Dry Rubs on a Big Chief

Discussion in 'Making Jerky' started by baresnake, Feb 17, 2015.

  1. Hey all, just pulled some jerky off the grills. Would like to hear what others are doing for jerky, especially on alike setups. Sliced 2 Eye of Round roasts, about 4 lbs each, last night, just under a 1/4 inch. Seasoned with Smokehouses prepared stuff (one roast with Black pepper, one with red pepper) and put of the grills this morning. Some of it could have been pulled off maybe an hour ago, some needs a little more time. Used a fresh pan of hickory every time I rotated the racks (4 total, every 2 hours approx.). Spent a total of 9 hours in the unit, with one piece from every rack passing the "bend test." Looking for critiques (besides not using pre-packaged rubs, I'll be doing my own marinades later on.)


    Last edited: Feb 17, 2015
  2. cmayna

    cmayna Master of the Pit OTBS Member SMF Premier Member

    I have two Big Chiefs which are dedicated for doing our Salmon, including Salmon Jerky.   Wife catches a crap load of King Salmon.  In our marriage agreement, it says:  "she catches it....I smoke it".
    Last edited: Feb 17, 2015
  3. I need an agreement like that with my wife! I'd love to do more salmon, but it's pretty expensive by the time it gets to me!
  4. crazymoon

    crazymoon Master of the Pit SMF Premier Member

    Jake, Its hard to get your  jerky to be done at the same time, I usually check my racks and pull off the stuff that looks right and let the rest continue to smoke/cook and start checking every 15-20 minutes  after that. Looks good !
  5. dukeburger

    dukeburger Master of the Pit OTBS Member

    Great looking jerky. I use the Big Chief to make mine as well.
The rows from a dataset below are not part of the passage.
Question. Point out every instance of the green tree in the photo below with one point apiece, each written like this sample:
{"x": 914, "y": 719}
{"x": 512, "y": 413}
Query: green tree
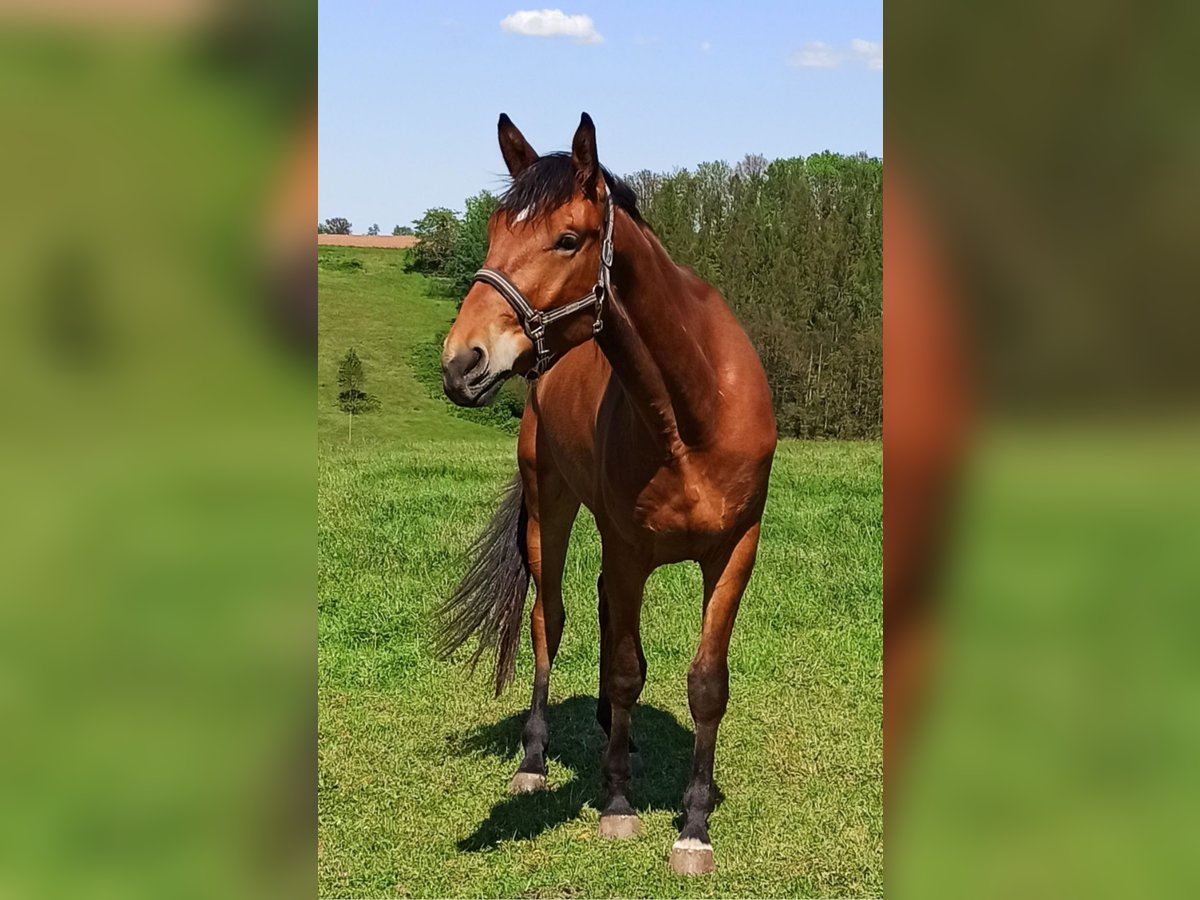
{"x": 471, "y": 241}
{"x": 437, "y": 231}
{"x": 351, "y": 397}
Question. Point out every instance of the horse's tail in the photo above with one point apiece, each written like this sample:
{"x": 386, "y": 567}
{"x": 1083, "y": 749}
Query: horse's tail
{"x": 490, "y": 598}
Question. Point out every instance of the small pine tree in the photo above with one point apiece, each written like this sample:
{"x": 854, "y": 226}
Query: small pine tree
{"x": 351, "y": 397}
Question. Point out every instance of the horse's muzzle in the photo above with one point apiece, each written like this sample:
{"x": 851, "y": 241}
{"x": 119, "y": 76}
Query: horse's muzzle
{"x": 466, "y": 378}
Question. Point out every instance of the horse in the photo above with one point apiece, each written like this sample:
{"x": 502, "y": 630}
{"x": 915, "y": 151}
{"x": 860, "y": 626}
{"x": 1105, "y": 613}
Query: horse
{"x": 648, "y": 405}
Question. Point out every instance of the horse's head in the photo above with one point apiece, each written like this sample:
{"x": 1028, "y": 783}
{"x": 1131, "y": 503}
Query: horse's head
{"x": 545, "y": 239}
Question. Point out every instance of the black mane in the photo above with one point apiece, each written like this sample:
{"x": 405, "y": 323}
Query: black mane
{"x": 550, "y": 183}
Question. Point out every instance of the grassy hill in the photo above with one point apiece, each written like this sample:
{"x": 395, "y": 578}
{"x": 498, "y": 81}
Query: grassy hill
{"x": 415, "y": 755}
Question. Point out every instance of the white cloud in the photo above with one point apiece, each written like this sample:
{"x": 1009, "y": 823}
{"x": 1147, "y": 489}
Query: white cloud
{"x": 869, "y": 52}
{"x": 817, "y": 54}
{"x": 552, "y": 23}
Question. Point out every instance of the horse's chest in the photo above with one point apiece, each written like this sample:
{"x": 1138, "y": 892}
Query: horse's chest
{"x": 670, "y": 503}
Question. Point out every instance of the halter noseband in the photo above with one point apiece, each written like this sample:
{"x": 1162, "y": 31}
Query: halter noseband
{"x": 534, "y": 322}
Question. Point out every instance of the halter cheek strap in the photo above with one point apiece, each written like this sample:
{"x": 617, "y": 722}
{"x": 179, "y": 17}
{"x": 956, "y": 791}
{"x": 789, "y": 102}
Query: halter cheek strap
{"x": 535, "y": 322}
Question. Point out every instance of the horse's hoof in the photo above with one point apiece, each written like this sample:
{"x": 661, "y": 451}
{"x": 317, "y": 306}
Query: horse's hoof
{"x": 527, "y": 783}
{"x": 619, "y": 828}
{"x": 691, "y": 857}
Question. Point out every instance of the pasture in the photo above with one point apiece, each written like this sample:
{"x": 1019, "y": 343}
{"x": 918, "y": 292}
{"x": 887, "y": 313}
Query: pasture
{"x": 415, "y": 755}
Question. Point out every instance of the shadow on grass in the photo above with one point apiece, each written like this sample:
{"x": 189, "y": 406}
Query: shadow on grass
{"x": 577, "y": 743}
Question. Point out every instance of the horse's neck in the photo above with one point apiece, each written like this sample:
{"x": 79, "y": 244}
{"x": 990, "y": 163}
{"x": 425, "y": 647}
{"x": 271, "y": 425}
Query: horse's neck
{"x": 652, "y": 336}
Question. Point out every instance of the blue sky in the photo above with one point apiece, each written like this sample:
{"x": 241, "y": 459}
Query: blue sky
{"x": 409, "y": 93}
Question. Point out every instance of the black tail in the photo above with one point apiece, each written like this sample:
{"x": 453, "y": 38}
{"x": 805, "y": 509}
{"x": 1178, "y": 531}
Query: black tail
{"x": 491, "y": 597}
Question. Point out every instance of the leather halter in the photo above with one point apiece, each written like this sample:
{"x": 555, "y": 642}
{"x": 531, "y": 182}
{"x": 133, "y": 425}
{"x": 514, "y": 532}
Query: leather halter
{"x": 535, "y": 322}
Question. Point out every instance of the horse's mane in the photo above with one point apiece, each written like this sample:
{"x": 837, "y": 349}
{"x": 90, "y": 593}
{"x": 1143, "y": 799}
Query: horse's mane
{"x": 550, "y": 181}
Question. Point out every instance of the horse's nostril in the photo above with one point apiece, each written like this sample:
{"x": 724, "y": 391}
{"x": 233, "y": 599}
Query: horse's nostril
{"x": 479, "y": 361}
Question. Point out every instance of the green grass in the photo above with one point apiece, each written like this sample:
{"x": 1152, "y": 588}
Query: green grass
{"x": 415, "y": 755}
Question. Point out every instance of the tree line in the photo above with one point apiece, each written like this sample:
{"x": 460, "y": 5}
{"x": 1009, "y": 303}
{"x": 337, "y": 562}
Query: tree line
{"x": 337, "y": 225}
{"x": 796, "y": 247}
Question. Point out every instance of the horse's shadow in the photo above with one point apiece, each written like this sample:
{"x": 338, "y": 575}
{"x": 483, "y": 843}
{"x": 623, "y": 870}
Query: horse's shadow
{"x": 577, "y": 743}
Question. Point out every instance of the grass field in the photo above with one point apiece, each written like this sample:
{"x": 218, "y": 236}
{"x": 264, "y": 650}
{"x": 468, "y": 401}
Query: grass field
{"x": 415, "y": 755}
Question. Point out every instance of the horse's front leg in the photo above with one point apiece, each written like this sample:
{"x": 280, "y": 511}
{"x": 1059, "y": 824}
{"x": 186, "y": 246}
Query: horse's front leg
{"x": 551, "y": 513}
{"x": 623, "y": 675}
{"x": 708, "y": 695}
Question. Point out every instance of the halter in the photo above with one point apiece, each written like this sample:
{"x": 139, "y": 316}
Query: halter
{"x": 534, "y": 322}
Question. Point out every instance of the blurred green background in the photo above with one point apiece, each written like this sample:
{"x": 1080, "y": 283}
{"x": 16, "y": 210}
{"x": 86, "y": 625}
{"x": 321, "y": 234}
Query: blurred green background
{"x": 156, "y": 625}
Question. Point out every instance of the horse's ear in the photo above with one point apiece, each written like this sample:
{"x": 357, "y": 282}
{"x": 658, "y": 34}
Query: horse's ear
{"x": 583, "y": 155}
{"x": 514, "y": 148}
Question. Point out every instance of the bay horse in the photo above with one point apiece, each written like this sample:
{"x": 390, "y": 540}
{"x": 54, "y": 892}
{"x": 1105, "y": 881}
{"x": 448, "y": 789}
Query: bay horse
{"x": 648, "y": 405}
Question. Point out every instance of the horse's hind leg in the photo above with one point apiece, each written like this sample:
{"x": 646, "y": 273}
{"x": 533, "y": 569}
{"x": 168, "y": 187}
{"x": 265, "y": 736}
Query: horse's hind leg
{"x": 624, "y": 673}
{"x": 551, "y": 509}
{"x": 708, "y": 694}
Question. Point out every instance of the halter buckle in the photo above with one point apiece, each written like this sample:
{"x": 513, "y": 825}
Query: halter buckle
{"x": 535, "y": 327}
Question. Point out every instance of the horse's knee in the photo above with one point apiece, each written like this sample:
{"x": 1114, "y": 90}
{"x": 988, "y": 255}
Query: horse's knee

I do 5-6 pans of hickory or oak (whichever is on hand) over 8-12 hours depending on the weather until bend test passes.

    I've tried several cuts of beef and find eye of round to be the best for me.
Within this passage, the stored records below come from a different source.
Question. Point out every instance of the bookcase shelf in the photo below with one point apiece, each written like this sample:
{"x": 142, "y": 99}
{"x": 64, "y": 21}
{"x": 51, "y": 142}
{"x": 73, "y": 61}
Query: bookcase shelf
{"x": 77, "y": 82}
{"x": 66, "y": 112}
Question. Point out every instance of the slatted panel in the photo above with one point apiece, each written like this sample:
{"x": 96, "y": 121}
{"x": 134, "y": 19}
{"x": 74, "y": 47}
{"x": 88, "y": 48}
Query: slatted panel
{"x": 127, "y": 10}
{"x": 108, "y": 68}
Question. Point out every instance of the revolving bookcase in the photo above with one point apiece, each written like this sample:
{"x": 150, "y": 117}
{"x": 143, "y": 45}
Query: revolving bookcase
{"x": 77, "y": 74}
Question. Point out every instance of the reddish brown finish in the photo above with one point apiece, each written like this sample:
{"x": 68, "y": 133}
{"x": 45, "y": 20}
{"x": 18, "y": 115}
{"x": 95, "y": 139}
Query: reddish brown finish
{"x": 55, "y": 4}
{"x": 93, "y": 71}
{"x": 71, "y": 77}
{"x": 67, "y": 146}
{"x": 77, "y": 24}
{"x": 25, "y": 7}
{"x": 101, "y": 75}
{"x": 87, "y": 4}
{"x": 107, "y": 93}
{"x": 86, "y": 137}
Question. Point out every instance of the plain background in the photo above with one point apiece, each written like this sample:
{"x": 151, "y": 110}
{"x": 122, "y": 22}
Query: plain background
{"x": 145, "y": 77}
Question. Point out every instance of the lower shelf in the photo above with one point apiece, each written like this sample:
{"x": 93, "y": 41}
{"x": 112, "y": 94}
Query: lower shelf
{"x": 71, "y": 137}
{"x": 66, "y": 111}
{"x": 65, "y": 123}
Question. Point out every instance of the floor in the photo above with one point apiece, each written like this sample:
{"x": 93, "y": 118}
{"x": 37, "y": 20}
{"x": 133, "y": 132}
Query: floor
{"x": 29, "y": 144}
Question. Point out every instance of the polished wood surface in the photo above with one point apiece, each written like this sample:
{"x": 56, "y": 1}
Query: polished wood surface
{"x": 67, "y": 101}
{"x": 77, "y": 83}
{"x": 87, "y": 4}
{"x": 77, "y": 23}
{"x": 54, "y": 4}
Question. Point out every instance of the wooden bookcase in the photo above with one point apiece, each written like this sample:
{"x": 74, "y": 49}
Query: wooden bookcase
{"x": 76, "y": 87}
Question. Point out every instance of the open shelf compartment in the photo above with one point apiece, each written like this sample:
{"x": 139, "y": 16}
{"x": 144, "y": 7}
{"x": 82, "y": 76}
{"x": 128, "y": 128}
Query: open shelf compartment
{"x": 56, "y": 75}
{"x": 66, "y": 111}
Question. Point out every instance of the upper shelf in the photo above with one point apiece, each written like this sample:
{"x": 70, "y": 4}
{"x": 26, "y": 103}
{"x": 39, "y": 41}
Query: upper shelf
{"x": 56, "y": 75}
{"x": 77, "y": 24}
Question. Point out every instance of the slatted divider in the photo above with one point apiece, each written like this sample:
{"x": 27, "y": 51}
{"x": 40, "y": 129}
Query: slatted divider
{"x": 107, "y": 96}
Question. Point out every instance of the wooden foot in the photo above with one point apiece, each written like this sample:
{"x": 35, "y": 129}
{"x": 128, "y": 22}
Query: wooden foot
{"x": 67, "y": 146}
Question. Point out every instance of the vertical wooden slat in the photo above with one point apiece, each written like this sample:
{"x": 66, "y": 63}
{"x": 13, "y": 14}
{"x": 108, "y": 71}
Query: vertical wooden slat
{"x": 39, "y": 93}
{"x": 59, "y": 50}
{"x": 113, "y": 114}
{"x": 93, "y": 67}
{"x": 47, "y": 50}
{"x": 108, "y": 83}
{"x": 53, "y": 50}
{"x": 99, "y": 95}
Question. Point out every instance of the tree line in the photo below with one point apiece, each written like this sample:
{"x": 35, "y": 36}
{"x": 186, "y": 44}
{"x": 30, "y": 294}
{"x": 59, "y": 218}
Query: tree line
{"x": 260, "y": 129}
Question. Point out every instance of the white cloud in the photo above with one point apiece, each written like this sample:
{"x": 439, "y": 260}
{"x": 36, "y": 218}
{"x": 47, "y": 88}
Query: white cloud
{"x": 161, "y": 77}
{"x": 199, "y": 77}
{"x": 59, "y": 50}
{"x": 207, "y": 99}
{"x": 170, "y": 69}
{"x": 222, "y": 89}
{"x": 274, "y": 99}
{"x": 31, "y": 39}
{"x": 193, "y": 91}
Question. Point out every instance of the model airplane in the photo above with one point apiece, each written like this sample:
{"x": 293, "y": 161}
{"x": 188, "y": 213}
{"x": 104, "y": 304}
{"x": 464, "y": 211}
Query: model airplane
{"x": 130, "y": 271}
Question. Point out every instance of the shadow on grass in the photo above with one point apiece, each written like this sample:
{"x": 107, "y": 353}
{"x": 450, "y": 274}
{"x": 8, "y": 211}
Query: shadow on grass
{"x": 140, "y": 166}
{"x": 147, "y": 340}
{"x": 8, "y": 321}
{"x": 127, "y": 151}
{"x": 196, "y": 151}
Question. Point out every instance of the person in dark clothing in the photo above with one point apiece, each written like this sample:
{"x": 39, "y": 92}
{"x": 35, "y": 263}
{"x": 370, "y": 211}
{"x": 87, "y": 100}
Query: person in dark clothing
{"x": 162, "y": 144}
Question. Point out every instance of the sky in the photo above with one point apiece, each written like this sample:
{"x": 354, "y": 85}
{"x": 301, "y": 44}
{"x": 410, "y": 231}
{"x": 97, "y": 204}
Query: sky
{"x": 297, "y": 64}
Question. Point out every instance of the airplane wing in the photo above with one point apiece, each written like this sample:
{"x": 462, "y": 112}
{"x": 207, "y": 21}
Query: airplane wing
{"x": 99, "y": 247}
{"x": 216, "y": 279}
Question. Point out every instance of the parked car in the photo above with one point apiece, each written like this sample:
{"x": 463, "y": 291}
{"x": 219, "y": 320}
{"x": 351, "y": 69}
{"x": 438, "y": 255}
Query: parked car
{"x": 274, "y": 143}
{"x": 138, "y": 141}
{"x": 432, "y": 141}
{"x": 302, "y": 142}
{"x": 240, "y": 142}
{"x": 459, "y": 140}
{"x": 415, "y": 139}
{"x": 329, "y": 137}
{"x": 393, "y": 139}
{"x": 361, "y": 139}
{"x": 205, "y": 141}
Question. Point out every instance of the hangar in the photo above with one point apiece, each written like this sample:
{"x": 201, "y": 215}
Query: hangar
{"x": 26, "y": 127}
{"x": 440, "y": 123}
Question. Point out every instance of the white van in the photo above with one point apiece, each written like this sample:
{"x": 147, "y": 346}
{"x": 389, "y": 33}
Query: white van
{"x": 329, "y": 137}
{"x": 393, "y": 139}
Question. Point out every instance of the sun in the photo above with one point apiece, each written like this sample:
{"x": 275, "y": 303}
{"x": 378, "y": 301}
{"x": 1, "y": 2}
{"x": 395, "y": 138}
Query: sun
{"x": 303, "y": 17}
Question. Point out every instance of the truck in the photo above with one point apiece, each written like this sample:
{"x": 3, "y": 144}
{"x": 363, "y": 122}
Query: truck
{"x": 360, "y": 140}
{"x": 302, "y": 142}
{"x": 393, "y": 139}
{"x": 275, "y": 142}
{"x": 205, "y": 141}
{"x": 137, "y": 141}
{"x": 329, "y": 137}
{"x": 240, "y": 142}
    One suggestion I would have for you is to try hanging your slices from skewers instead of laying them on the rack. It's helped with the drying in my experience and you wont have one "wet" side.
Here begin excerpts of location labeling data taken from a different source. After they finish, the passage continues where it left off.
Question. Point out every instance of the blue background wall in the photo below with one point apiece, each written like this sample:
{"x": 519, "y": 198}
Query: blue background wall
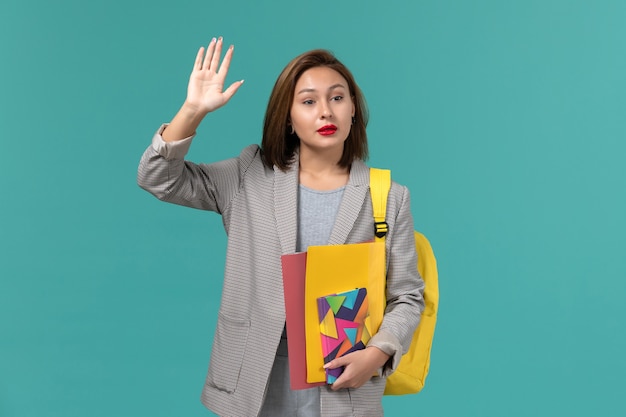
{"x": 513, "y": 110}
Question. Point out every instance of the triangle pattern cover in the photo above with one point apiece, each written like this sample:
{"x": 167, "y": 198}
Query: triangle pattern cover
{"x": 343, "y": 323}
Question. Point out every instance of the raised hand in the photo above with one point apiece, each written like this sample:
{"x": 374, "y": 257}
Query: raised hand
{"x": 205, "y": 91}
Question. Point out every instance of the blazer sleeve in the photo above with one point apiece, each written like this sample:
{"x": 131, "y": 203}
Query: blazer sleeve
{"x": 405, "y": 287}
{"x": 165, "y": 173}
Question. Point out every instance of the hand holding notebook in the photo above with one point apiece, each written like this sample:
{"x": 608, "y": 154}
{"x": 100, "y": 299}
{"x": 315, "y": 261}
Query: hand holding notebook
{"x": 344, "y": 326}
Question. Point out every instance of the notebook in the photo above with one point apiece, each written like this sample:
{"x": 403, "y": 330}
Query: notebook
{"x": 344, "y": 326}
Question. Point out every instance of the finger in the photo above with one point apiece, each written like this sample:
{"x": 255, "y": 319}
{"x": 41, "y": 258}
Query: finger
{"x": 198, "y": 63}
{"x": 226, "y": 61}
{"x": 209, "y": 53}
{"x": 215, "y": 60}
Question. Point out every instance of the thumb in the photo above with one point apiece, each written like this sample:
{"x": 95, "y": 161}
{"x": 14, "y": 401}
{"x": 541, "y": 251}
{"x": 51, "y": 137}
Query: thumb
{"x": 336, "y": 363}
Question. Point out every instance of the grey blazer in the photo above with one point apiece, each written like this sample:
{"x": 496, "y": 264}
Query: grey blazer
{"x": 258, "y": 205}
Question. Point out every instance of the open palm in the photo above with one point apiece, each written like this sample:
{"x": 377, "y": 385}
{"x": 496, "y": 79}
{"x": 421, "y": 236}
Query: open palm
{"x": 205, "y": 91}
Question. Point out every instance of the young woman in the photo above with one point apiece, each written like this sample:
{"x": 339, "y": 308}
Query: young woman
{"x": 306, "y": 185}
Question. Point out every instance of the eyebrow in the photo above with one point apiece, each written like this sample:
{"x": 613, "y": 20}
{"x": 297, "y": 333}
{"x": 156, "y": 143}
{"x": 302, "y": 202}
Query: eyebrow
{"x": 311, "y": 90}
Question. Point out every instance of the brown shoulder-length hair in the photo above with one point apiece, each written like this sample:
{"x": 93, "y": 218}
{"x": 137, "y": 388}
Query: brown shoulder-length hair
{"x": 279, "y": 144}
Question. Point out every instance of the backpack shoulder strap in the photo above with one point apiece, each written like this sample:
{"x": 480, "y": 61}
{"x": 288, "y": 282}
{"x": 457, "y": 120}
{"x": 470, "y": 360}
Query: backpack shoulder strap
{"x": 380, "y": 183}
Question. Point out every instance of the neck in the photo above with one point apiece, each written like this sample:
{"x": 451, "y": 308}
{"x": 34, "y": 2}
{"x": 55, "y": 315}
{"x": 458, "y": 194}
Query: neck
{"x": 322, "y": 173}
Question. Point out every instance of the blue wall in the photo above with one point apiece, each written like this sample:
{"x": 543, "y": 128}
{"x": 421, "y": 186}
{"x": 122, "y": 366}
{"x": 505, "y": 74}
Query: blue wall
{"x": 504, "y": 118}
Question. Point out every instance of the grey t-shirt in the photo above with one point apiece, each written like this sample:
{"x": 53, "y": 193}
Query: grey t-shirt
{"x": 316, "y": 216}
    I use 12" skewers and slide the jerky slices through the racks while being careful not to drop any through. If you could find 18" skewers, you might be able to slide them right onto the rails, making your life easier. Hang 'em from the highest rack from the element to avoid potential burning.

    Hope this helps

    Last edited: Mar 13, 2015
  6. Thanks! How much jerky hangs with that method? I've been able to do just a bit under 1/4 slices, and about 4 lbs of "wet" meat.
  7. dukeburger

    dukeburger Master of the Pit OTBS Member

    I do 2-3lb batches and theres still plenty of room.